When I took this photo I knew I had something I loved as soon as I clicked the shutter, and it got me thinking about the fact that I seem to be making more and more of these images as time goes on.  Upon reflection, I can honestly say that the main difference between now and a few years ago is simply this:  I have slowed down, which allows me to see more.  I have learned to focus on those special moments in time and to not get distracted by all of the “in between”.

Henri Cartier-Bresson, considered by many to be the father of modern street photography, wrote often about this concept.  Here are a few of his thoughts that have influenced my approach to photography:

“It is an illusion that photos are made with the camera… they are made with the eye, heart and head.” 

“A photograph is neither taken or seized by force. It offers itself up. It is the photo that takes you. One must not take photos.”

“There is a creative fraction of a second when you are taking a picture. Your eye must see a composition or an expression that life itself offers you, and you must know with intuition when to click the camera.” 

What is Henri saying here?  I think it is that the photograph is already out there, but to capture it we need to be more patient, more cerebral, more focused and yes, sometimes more instinctual.  We must slow down, see more, and be ready to act when we do find that perfect moment in time that will only last for a few seconds.  Henri also wrote:

“We must avoid however, snapping away, shooting quickly and without thought, overloading ourselves with unnecessary images that clutter our memory and diminish the clarity of the whole.” 

When we first learn photography the right side of our brain is often overloaded by the technical aspects of shooting.  This is as it should be, we need to shoot a lot in the early stages to develop our skills.  Once we have the technicals down, however, it is important to place the focus on our creative vision.  For the street photographer, this means learning how to become more attuned to the environment, to anticipate moments, and to shoot photographs in a way that captures the story that our eyes are seeing.  We won’t nail it every time, far from it actually, but it is so satisfying when we do.
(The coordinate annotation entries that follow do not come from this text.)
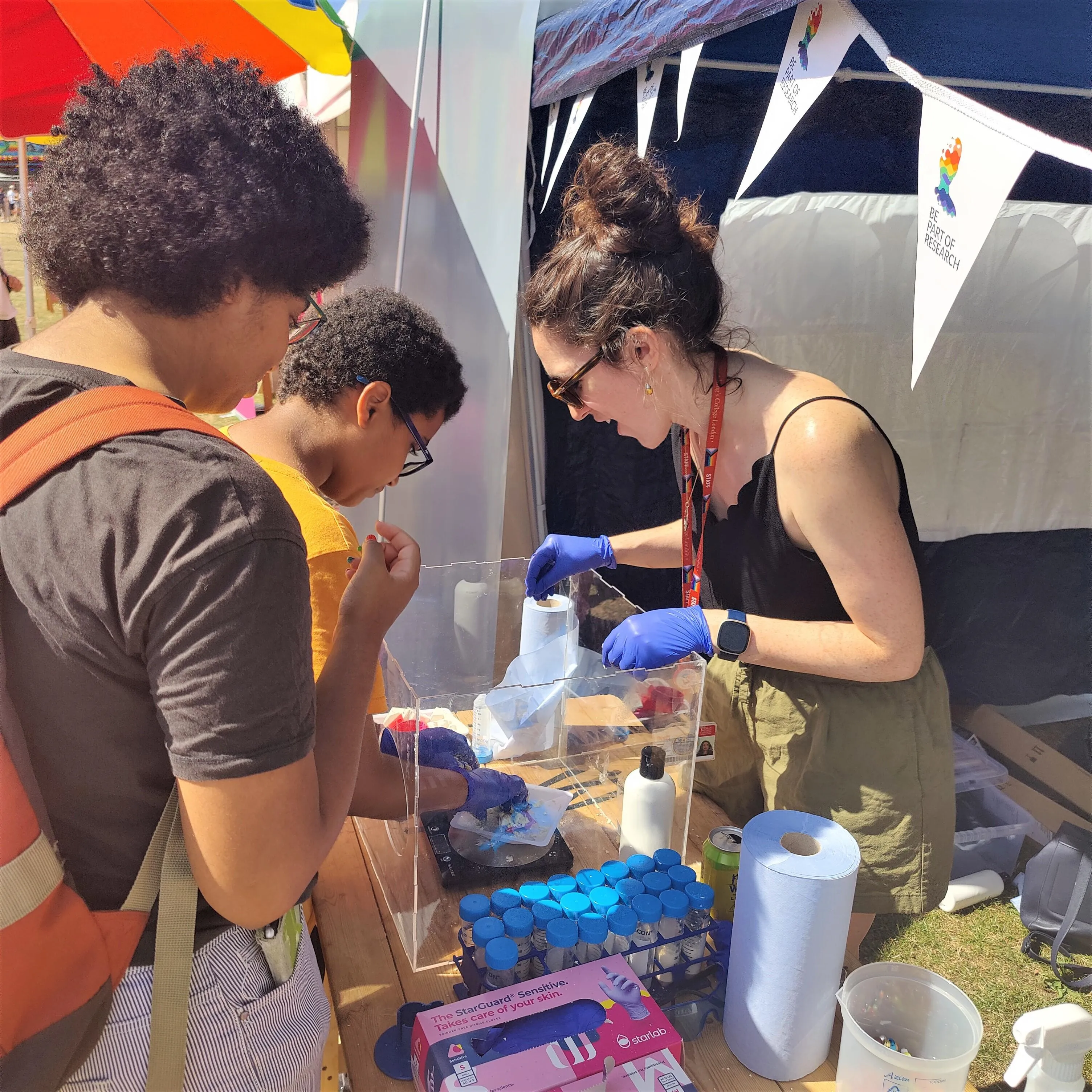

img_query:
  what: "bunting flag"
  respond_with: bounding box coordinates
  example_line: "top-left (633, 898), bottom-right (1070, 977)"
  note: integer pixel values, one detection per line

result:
top-left (910, 95), bottom-right (1032, 387)
top-left (675, 41), bottom-right (704, 141)
top-left (543, 103), bottom-right (561, 182)
top-left (539, 88), bottom-right (595, 212)
top-left (736, 0), bottom-right (857, 198)
top-left (637, 57), bottom-right (667, 159)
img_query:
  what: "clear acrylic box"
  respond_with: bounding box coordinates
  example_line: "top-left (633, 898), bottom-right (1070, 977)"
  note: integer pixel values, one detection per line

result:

So, here is my challenge to you:

The next time you hit the streets, coach yourself to slow down and see more.  Really take the time to become in tune with what is happening around you without a camera up to your eye.  Don’t shoot the “in between” photos during this outing.  Don’t settle… wait for that special moment.  Wait for the decisive moment, where you make that one photograph that will mean so much more to you than a hundred “in between” ones.  

It might take some time, but it will absolutely be worth it.